Sanat hayatının seyrine değinen Anılanmert, sanatla hayatını kazanmak istediğine çok erken yaşlarda karar verdiğini, küçük yaşlarda yeteneğini fark eden öğretmenlerinin ve ailesinin de teşvikinin bu yönde olduğunu söyledi. Seramik sanatını seçmesinin bir tesadüf olduğunu dile getiren Anılanmert, 1966 yılında Venedik Bienali’nde gördüğü hareketli heykeller ve üç boyutlu eserlerin ilgisini çektiğini ve bu yüzden seramik sanatını icra etmeye karar verdiğini kaydetti. Seramiğin sanatçıya kendini farklı şekillerde ifade etme özgürlüğü sunduğunu ifade eden Anılanmert, seramik sanatının izleyicisine ulaşmasının zaman aldığını dile getirdi.
‘ANKARALI SANATSEVERLERLE BULUŞACAĞIM İÇİN HEYECANLIYIM’
Anılanmert, serginin içeriği ile ilgili, “Sergi mekanına uygun eser seçimi yaptık. Üç boyutlu ve iki boyutlu 70’in üzerinde eser sergiliyorum. Uzun bir aradan sonra Ankaralı sanatseverlerle buluşacağım için heyecanlıyım. Önce eskizlerle başlarım, sonrasında bu çalışmalarımı üç boyutlu hale getiriyorum daha sonrasında atölyeye girer ve son halini şekillendirmeye başlarım. Bu şekillendirme süreci tabi ki de uzun sürüyor. İyi bir sonuç almazsam tereddüt etmeden elden geçiririm. Ta ki istediğim sonucu elde edinceye kadar” ifadelerini kullandı.
‘SANAT BİR TUTKU İŞİDİR’
Seramik sanatının zorlu bir serüven olduğunu vurgulayan Anılanmert, şunları söyledi:
“Sanat bir tutku işidir ve adanmışlık ister. Kimse sizden sanat yapmanızı talep etmiyor.
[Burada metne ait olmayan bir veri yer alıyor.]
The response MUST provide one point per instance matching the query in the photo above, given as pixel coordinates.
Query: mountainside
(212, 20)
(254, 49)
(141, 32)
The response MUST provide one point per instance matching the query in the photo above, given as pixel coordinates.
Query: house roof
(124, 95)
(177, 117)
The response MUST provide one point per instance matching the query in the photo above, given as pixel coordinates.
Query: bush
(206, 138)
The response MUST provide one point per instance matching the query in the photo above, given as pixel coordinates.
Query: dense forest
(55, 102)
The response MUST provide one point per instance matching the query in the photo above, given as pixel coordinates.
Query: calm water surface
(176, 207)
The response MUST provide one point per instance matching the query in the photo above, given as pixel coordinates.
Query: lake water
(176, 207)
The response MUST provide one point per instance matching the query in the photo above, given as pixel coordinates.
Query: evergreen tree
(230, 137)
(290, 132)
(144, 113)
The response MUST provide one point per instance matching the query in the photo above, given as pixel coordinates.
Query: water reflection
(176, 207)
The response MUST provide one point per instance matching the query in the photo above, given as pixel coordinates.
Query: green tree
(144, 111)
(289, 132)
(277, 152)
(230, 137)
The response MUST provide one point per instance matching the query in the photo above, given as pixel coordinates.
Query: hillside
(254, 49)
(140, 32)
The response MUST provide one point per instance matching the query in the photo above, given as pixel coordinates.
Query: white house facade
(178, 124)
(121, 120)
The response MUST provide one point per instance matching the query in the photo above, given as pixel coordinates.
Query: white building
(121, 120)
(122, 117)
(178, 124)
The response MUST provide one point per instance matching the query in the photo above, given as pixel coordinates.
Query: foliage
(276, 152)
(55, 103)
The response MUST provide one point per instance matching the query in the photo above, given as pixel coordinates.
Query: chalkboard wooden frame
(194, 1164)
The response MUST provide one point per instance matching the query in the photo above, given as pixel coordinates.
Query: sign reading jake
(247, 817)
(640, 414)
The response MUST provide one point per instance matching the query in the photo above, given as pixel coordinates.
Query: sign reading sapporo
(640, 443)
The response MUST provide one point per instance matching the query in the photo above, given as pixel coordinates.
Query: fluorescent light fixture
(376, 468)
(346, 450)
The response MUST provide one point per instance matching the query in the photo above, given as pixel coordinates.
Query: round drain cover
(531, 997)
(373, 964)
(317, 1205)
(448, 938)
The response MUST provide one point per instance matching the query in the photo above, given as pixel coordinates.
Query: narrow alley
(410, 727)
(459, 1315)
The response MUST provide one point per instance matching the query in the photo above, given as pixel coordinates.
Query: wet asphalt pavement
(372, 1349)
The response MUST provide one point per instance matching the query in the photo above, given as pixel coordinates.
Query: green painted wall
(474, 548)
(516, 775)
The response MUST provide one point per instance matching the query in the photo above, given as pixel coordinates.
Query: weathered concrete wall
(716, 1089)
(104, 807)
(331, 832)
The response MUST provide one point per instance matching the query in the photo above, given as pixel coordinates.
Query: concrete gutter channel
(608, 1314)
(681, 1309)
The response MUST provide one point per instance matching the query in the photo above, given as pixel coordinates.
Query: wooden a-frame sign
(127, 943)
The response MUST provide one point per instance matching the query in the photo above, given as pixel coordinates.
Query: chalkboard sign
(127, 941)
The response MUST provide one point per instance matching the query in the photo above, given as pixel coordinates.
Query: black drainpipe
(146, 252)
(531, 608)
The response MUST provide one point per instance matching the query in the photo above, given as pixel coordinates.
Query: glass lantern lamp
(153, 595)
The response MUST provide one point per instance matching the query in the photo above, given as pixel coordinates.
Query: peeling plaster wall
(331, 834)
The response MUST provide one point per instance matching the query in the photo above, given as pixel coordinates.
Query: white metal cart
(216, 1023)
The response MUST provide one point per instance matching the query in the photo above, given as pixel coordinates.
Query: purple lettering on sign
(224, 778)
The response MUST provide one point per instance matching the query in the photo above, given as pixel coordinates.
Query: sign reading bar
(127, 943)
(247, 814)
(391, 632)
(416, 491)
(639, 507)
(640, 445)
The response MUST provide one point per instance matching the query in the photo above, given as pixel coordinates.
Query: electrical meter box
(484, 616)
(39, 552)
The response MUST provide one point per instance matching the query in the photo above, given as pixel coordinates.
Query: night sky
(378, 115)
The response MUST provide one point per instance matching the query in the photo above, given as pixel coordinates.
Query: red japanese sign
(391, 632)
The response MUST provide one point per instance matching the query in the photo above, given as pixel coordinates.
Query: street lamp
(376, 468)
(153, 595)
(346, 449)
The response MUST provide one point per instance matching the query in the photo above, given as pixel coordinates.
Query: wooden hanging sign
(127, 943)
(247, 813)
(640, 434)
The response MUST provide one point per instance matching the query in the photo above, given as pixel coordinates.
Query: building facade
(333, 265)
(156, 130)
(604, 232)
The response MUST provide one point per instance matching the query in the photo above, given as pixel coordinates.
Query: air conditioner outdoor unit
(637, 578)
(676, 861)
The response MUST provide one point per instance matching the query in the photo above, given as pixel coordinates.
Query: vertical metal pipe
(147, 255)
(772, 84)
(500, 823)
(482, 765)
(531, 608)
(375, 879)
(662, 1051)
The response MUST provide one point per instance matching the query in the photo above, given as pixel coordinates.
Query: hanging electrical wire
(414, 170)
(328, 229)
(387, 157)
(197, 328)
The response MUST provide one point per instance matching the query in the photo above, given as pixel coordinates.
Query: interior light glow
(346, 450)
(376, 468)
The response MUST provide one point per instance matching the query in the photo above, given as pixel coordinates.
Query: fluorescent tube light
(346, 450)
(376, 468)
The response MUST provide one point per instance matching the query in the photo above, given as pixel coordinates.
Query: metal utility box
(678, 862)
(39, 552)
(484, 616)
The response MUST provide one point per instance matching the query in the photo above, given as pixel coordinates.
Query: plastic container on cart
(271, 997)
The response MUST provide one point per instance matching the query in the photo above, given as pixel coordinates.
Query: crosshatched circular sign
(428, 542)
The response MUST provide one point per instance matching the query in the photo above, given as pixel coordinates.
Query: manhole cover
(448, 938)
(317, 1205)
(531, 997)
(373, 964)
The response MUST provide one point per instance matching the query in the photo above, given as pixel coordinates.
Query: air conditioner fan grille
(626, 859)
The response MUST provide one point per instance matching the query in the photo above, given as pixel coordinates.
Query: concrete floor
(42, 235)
Bu iş ancak tutkunuz varsa devam edebileceğiniz bir iş. Bizim en büyük sıkıntımız küçük yaşlarda çocuklara sanat eğitiminin verilmiyor olması. Sanattaki yaratıcılık önce gözlem sonra araştırma daha sonra problemi çözme gibi aşamaları gerektirir. Bu aşamalar yaratıcılığı destekler. Yaratıcılık yalnız sanatta değil bilimde, teknolojide de gerekli olan temel ögedir. Çocuklarımızın sanata küçük yaşlarda iştigal etmesi lazım.”